Le livre de Dominique Lanzalavi, disons le tout net, n’est pas un livre porté sur le droit. On n’y apprendra rien sur le fonctionnement de la justice pénale.  Il est vrai que de Moro Giafferi, comme les avocats de cette époque sont, comme le rappelle Robert Badinter dans la préface, plus des hommes de lettres que des hommes de codes (Rôle réservé aux avoués). Cela donne d’ailleurs lieu à cette anecdote savoureuse évoquée par Dominique Lanzalavi : plaidant devant une juridiction civile où l’ont se doit de citer les textes fondant son argumentation, de Moro Giafferi se dispense de toute référence. Il est alors interrompu par le magistrat qui l’interroge : « Mon cher Maître, sur quels articles du code vous appuyez-vous ? ». Posant sa main droite sur le Code civil, de Moro Giafferi  répond : « Mais sur tous, Monsieur le Président ».


de Moro Giafferi


Richement illustré (L’auteur ayant eu accès aux archives familiales.), cet ouvrage retrace les principaux dossiers (Notamment les dossiers de ceux qu’on ne nommaient pas encore à l’époque des « sans-papiers ».) et combats de Moro Giafferi  (L’auteur préférant l’orthographe avec 2 « r » : de Moro Giafferri.), dont la vie a été toute entière consacrée à la défense (A tel point que lors de la guerre de 1914-18, il fut un temps versé comme défenseur devant les tribunaux militaires. Seule exception à cette règle d’airain : il fut en 1956 président de la Haute cour de justice qui jugea le général  Noguès).  Il fait revivre avec talent cet amateur de bons mots et de bonne chair, orateur génial viscéralement attaché à la liberté de l’avocat. Malgré sa réussite, de Moro Giafferi  a toujours accepté de défendre les plus humbles  et  a su se montrer attentif et protecteur envers ses confrères les plus jeunes.

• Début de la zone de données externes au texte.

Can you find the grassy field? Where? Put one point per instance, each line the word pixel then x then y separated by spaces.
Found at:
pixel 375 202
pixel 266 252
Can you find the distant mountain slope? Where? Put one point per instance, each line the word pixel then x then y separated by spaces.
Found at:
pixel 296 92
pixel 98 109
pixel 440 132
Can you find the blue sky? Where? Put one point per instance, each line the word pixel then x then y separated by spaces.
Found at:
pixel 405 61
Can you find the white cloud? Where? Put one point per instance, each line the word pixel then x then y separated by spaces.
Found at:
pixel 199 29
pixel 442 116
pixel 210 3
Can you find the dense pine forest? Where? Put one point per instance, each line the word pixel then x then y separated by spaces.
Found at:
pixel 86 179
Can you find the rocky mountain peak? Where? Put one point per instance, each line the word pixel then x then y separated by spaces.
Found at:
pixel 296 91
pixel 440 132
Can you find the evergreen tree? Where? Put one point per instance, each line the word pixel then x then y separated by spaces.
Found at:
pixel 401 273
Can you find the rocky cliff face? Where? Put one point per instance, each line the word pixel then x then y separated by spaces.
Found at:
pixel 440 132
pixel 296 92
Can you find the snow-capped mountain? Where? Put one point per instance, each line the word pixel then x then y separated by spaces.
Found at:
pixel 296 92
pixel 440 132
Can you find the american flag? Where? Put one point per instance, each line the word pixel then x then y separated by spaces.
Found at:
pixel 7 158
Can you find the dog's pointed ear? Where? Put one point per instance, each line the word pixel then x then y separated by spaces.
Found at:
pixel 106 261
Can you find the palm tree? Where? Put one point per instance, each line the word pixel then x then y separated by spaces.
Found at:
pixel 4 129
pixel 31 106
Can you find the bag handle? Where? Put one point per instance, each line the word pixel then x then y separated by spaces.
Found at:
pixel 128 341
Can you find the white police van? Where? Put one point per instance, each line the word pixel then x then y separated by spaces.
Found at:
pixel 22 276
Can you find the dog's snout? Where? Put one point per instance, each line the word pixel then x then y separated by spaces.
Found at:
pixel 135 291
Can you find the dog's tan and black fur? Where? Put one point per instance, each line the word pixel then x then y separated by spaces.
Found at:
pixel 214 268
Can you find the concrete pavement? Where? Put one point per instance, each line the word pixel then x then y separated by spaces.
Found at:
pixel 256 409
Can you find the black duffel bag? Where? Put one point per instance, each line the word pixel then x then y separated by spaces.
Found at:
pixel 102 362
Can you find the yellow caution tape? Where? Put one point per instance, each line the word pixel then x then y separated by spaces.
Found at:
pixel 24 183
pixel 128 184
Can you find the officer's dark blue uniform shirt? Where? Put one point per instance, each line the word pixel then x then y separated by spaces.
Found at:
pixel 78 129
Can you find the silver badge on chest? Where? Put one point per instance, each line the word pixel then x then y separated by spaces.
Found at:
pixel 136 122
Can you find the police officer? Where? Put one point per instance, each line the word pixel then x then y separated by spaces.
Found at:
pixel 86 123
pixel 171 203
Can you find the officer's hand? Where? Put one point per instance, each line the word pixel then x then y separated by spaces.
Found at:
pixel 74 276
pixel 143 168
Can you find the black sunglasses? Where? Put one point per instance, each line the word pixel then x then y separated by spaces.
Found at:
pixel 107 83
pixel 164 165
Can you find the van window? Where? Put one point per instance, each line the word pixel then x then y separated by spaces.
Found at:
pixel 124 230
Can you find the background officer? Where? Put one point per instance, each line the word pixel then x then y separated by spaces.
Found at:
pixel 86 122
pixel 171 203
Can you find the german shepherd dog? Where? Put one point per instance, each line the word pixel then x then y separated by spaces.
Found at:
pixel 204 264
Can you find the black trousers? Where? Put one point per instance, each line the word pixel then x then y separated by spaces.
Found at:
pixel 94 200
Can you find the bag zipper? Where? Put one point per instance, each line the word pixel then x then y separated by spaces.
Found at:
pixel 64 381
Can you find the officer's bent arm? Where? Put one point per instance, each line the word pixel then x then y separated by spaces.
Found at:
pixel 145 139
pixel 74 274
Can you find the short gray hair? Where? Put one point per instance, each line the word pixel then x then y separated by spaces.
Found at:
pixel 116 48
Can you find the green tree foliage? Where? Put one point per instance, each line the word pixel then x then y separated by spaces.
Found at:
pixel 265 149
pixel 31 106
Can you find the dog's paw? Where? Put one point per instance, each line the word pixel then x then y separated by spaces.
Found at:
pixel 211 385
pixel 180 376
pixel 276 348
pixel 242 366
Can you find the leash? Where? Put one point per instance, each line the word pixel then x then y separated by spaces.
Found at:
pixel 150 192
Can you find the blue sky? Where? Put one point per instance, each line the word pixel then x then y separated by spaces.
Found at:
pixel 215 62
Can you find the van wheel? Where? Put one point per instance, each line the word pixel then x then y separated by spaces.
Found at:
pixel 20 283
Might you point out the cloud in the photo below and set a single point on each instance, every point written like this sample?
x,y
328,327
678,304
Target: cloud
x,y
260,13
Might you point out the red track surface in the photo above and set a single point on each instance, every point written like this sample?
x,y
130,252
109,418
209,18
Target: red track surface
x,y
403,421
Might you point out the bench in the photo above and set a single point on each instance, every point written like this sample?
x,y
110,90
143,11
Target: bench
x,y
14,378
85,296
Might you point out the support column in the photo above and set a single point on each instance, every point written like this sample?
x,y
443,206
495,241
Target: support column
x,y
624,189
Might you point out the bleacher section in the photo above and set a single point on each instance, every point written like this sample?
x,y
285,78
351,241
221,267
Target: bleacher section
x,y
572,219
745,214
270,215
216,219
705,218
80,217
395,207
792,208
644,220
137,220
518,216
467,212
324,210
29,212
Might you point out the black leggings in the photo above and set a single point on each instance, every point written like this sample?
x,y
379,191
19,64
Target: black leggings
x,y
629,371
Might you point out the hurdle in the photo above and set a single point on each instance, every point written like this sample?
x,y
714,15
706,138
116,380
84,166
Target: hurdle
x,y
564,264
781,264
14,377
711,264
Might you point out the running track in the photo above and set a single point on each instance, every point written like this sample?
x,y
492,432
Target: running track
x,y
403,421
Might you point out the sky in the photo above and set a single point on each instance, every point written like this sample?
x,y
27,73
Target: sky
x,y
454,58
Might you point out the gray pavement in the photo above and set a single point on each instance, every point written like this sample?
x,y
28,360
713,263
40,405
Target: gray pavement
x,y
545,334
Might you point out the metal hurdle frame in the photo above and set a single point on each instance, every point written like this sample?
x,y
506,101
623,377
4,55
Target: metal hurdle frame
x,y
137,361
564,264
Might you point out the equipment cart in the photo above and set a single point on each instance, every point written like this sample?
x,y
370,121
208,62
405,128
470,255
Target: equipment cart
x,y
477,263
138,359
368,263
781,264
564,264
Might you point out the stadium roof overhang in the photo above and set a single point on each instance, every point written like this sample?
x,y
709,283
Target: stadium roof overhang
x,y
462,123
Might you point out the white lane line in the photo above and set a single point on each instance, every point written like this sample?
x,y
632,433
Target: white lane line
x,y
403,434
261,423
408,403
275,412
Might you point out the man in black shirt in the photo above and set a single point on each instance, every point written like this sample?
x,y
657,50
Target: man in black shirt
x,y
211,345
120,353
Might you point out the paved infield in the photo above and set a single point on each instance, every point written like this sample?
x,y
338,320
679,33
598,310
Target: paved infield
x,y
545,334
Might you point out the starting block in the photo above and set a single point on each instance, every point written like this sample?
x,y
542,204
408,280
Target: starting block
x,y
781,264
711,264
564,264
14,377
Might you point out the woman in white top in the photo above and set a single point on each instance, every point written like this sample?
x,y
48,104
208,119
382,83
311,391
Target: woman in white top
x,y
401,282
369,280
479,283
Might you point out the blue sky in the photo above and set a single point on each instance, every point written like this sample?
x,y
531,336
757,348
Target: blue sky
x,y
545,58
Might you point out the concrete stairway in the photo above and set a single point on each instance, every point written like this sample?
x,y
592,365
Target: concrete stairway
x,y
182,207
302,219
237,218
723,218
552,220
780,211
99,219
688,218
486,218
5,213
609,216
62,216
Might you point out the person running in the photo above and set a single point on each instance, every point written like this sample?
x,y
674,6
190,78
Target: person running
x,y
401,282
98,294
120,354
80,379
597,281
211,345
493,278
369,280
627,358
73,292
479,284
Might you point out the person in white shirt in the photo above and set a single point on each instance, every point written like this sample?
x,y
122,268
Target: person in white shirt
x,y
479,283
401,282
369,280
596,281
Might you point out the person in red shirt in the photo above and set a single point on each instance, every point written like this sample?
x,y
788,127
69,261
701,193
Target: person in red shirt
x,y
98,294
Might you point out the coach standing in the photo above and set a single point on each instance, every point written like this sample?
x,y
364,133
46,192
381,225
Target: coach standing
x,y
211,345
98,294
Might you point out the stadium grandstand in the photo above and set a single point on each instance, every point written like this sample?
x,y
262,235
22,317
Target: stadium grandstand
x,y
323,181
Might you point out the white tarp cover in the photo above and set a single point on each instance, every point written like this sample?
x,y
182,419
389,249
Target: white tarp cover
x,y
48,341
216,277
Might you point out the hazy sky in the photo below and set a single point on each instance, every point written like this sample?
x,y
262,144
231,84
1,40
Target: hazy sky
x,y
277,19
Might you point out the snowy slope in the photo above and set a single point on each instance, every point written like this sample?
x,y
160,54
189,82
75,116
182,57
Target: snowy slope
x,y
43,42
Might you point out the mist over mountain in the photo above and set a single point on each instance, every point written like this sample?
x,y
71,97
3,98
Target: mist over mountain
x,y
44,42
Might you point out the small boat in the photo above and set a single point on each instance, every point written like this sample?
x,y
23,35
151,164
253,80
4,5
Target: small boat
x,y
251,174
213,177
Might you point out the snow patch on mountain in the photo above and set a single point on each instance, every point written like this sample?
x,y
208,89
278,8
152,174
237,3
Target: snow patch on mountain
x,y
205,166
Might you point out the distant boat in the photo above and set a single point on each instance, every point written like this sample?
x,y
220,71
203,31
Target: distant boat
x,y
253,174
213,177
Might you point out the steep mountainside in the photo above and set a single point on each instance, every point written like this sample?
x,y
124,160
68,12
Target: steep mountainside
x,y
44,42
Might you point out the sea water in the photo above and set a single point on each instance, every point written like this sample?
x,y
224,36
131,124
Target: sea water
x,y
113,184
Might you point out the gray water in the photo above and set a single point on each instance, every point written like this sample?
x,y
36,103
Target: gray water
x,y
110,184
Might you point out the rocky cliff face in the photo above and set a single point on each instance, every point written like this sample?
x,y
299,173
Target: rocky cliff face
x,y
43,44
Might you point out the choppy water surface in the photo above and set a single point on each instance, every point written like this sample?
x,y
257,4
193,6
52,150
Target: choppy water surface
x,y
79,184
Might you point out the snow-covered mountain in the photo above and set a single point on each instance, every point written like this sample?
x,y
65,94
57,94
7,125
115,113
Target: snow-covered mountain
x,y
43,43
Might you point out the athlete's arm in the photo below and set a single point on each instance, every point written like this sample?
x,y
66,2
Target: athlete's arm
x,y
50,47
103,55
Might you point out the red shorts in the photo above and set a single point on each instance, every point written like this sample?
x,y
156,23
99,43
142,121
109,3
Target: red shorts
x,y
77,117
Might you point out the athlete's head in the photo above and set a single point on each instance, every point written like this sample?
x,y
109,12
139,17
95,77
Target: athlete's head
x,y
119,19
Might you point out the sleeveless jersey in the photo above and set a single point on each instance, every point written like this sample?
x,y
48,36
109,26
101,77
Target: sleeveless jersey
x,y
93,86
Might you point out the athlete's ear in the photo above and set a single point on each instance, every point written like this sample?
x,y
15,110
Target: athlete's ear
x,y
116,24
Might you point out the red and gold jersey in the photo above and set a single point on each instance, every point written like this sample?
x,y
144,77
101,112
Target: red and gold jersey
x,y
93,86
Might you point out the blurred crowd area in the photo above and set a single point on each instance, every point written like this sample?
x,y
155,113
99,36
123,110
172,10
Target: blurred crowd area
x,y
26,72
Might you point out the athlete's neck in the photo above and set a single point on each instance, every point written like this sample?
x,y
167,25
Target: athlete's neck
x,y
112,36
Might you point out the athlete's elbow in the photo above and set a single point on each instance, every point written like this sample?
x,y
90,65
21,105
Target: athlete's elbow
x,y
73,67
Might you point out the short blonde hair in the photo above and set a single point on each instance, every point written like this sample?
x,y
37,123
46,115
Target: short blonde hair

Un tel homme ne pouvait rester éloigné de la politique. Député de la Corse puis de la Seine, il a été secrétaire d’état à l’enseignement technique, sans parvenir toutefois au maroquin tant convoité, celui de Garde des sceaux.  Cela ne fut pas faute d’avoir fait preuve d’une grande activité législative, marquée notamment par des propositions de loi afin que le juge d’instruction soit indépendant du procureur général, pour  réglementer les visites domiciliaires, perquisitions et saisie de pièces à convictions chez les avocats et chez les médecins. A cela s’ajoute bien sûr son combat de tous les instants contre la peine de mort.

Voici un ouvrage dont, on l’aura compris, on ne peut que recommander la lecture.